For as long as I've been judging Romance Writers of America's Golden Heart and Rita contests, they've had a beautifully simple scoring system: rate the entry on a scale from 1 to 9, with tenths allowed. Compared to the usual multi-page chapter contest scoresheet, I loved judging the GH/Rita. At the end of each entry, I asked myself, "Does this work?" If the answer was yes, I gave a high score, in the 8.5-9 range, and hoped to see the entry among the finalists.  If no, I made a quick list of flaws, weighed their importance and severity, and gave what felt like an appropriate score. An entry might get a low score because of half a dozen issues--say, the hero's motivation confused me, the heroine's character was flat and stereotypical, I caught a major historical error that rendered the plot implausible, the author did a poor job managing point-of-view, the pacing was too slow, and the prose ran to purple. Another might get the same low score for one BIG problem--say, a Golden Heart entry with multiple glaring grammatical errors on every page that made it a slog to read. (One hopes such an issue wouldn't arise with a Rita entry, since those are professionally edited!)

But next year all that will change. A perfect score will be 50 instead of 9, and the points will be allocated as follows:

  • Romance - 1-20 points
  • Plot/Story - 1-10 points
  • Characters - 1-10 points
  • Writing - 1-10 points

I don't like these changes because they're not how I read, and I don't think they're how editors and agents read when they're evaluating a manuscript. A great book can be more than the sum of its parts. E.g. I've read many a wonderful story where the plot is derivative or predictable, but I don't care because the characters are so charming and the writing just sparkles. Under the old system, I could've given such a book a perfect 9.  Under the new one, if I'm being honest and following the rules, I'd probably have to give it a 44 or 45.

And at the other end, sometimes one flaw is enough to ruin an entry for me. If the grammar is so terrible it's an effort to force my way through the entry, or the plot makes no sense at all, that's enough, IMHO, to cancel out the entry's strengths.  Maybe not in a chapter contest where the goal is to help unpublished entrants recognize their strengths and weaknesses and thereby improve their craft.
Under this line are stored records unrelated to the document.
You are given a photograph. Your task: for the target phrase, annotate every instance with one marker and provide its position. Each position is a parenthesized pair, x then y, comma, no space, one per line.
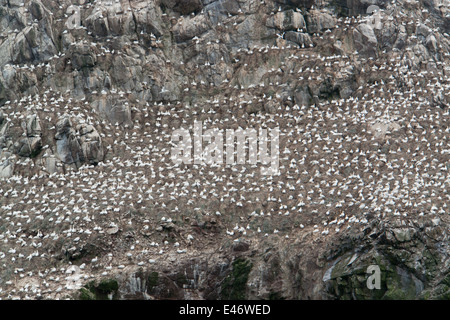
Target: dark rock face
(88,189)
(76,144)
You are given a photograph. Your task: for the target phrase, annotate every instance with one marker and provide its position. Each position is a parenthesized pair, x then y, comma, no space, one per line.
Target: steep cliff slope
(92,205)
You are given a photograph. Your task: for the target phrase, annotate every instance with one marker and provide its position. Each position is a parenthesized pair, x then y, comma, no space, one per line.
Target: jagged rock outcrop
(77,143)
(91,93)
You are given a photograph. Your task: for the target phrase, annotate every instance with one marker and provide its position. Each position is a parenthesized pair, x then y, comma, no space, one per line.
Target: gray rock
(286,20)
(77,144)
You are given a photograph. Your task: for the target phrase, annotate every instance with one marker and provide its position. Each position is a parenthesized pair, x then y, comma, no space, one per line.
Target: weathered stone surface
(77,143)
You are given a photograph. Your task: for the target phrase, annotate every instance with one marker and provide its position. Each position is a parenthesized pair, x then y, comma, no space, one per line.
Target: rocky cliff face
(93,207)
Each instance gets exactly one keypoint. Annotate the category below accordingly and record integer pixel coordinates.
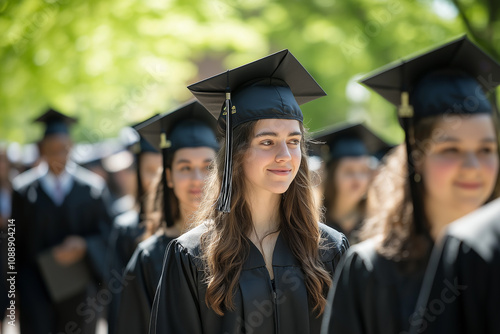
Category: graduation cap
(347, 140)
(55, 122)
(188, 126)
(452, 78)
(272, 87)
(138, 145)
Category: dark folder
(63, 281)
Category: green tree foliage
(116, 62)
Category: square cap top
(190, 125)
(55, 122)
(453, 76)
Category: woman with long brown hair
(258, 261)
(447, 168)
(190, 147)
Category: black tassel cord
(167, 206)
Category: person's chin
(278, 188)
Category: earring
(417, 178)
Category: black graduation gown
(371, 294)
(179, 305)
(41, 225)
(144, 270)
(122, 244)
(461, 290)
(352, 236)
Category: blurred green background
(115, 62)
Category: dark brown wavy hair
(153, 207)
(390, 207)
(225, 245)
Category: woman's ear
(168, 173)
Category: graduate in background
(62, 228)
(258, 261)
(190, 136)
(348, 151)
(128, 227)
(447, 168)
(461, 293)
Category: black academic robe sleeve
(180, 295)
(97, 243)
(143, 272)
(371, 294)
(461, 290)
(259, 307)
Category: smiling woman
(258, 261)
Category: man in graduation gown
(461, 289)
(62, 226)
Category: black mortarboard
(450, 79)
(347, 140)
(271, 87)
(140, 146)
(190, 125)
(55, 122)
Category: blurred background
(116, 62)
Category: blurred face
(150, 163)
(461, 165)
(273, 157)
(190, 168)
(352, 177)
(55, 150)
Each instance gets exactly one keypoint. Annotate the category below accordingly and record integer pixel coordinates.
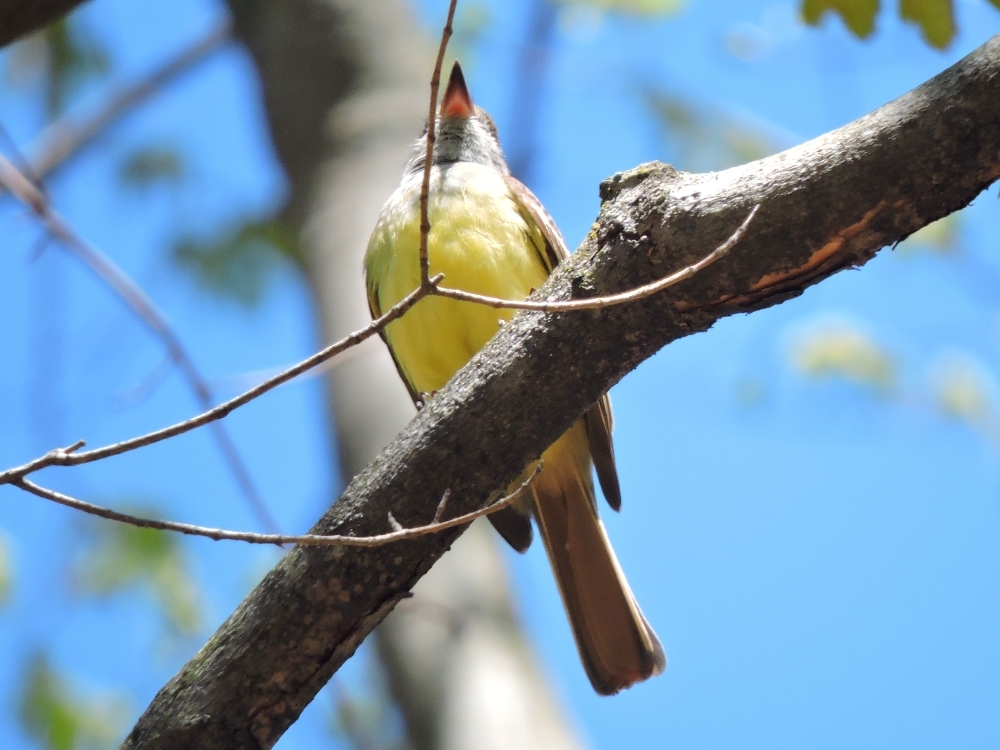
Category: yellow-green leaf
(963, 391)
(940, 237)
(146, 166)
(934, 17)
(839, 351)
(60, 717)
(123, 556)
(644, 8)
(858, 15)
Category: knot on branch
(613, 186)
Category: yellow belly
(479, 240)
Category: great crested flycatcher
(490, 235)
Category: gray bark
(346, 87)
(827, 205)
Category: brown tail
(617, 646)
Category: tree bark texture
(826, 205)
(345, 85)
(19, 18)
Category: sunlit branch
(317, 540)
(596, 303)
(71, 457)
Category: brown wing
(598, 416)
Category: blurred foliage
(641, 8)
(940, 237)
(841, 351)
(145, 167)
(240, 262)
(121, 557)
(61, 718)
(705, 138)
(964, 391)
(59, 59)
(857, 15)
(6, 571)
(366, 719)
(936, 18)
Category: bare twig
(65, 137)
(425, 187)
(333, 540)
(68, 456)
(595, 303)
(137, 300)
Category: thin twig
(595, 303)
(425, 187)
(318, 540)
(68, 456)
(137, 300)
(65, 137)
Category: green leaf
(6, 571)
(858, 15)
(239, 264)
(61, 718)
(840, 351)
(122, 556)
(145, 167)
(934, 17)
(641, 8)
(59, 59)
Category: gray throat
(471, 140)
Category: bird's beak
(456, 101)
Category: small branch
(315, 540)
(66, 456)
(65, 137)
(596, 303)
(425, 187)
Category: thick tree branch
(826, 205)
(20, 17)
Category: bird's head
(464, 131)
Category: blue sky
(820, 558)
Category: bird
(490, 235)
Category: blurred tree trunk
(345, 85)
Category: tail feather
(617, 646)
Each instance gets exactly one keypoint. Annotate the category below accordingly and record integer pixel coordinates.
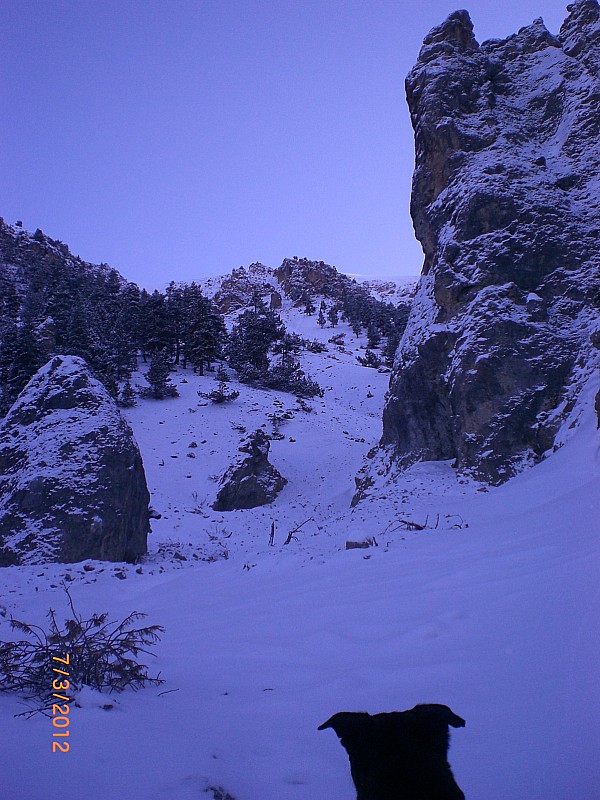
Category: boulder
(251, 480)
(72, 482)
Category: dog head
(401, 754)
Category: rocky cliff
(72, 483)
(506, 205)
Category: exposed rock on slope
(297, 279)
(251, 480)
(506, 204)
(72, 483)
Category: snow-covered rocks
(72, 483)
(251, 480)
(506, 205)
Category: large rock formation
(251, 480)
(506, 204)
(72, 483)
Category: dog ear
(347, 724)
(440, 714)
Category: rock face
(506, 204)
(251, 480)
(72, 483)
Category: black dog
(399, 756)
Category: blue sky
(176, 139)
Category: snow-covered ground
(492, 609)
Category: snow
(492, 609)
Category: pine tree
(127, 397)
(158, 376)
(321, 320)
(332, 316)
(251, 340)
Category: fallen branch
(291, 536)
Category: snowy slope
(493, 609)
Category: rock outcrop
(506, 204)
(251, 480)
(72, 483)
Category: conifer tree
(158, 376)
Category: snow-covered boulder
(72, 483)
(506, 204)
(251, 480)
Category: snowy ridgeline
(483, 600)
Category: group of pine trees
(59, 304)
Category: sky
(178, 139)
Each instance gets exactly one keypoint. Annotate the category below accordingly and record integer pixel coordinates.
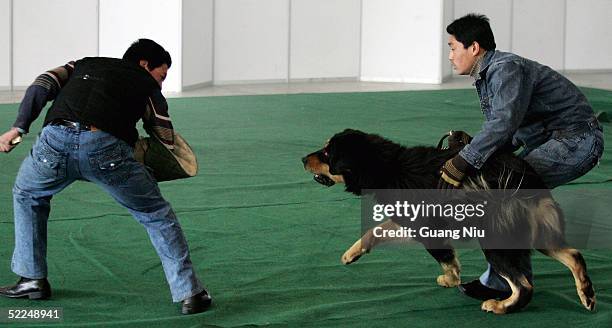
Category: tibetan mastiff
(363, 161)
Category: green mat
(267, 240)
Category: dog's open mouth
(324, 180)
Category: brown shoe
(196, 303)
(34, 289)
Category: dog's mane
(389, 165)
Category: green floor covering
(267, 240)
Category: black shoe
(475, 289)
(196, 303)
(34, 289)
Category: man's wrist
(20, 130)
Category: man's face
(159, 73)
(460, 57)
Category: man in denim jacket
(527, 105)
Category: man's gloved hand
(9, 140)
(453, 172)
(458, 139)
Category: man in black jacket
(89, 134)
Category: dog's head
(346, 156)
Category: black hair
(149, 50)
(470, 28)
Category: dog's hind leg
(572, 259)
(510, 264)
(451, 268)
(368, 241)
(522, 292)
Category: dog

But the Rita and Golden Heart are about recognizing and celebrating excellence.

Also, can someone please explain to me how to separate scoring the romance from the characters? Of course you can have strong characterization without romance. I've got a shelf full of science fiction, fantasy, mystery, Age of Sail adventure, children's literature, and the like that qualify. But to me, a romance stands or falls with its characters--if they come alive for me as I read, and if I close the book believing the hero and heroine will live happily ever after, that's a great romance novel. And if the hero and heroine are flat or stereotypical or feel like puppets being pushed through their paces rather than living beings, how can their romance be anything other than wooden and unsatisfying?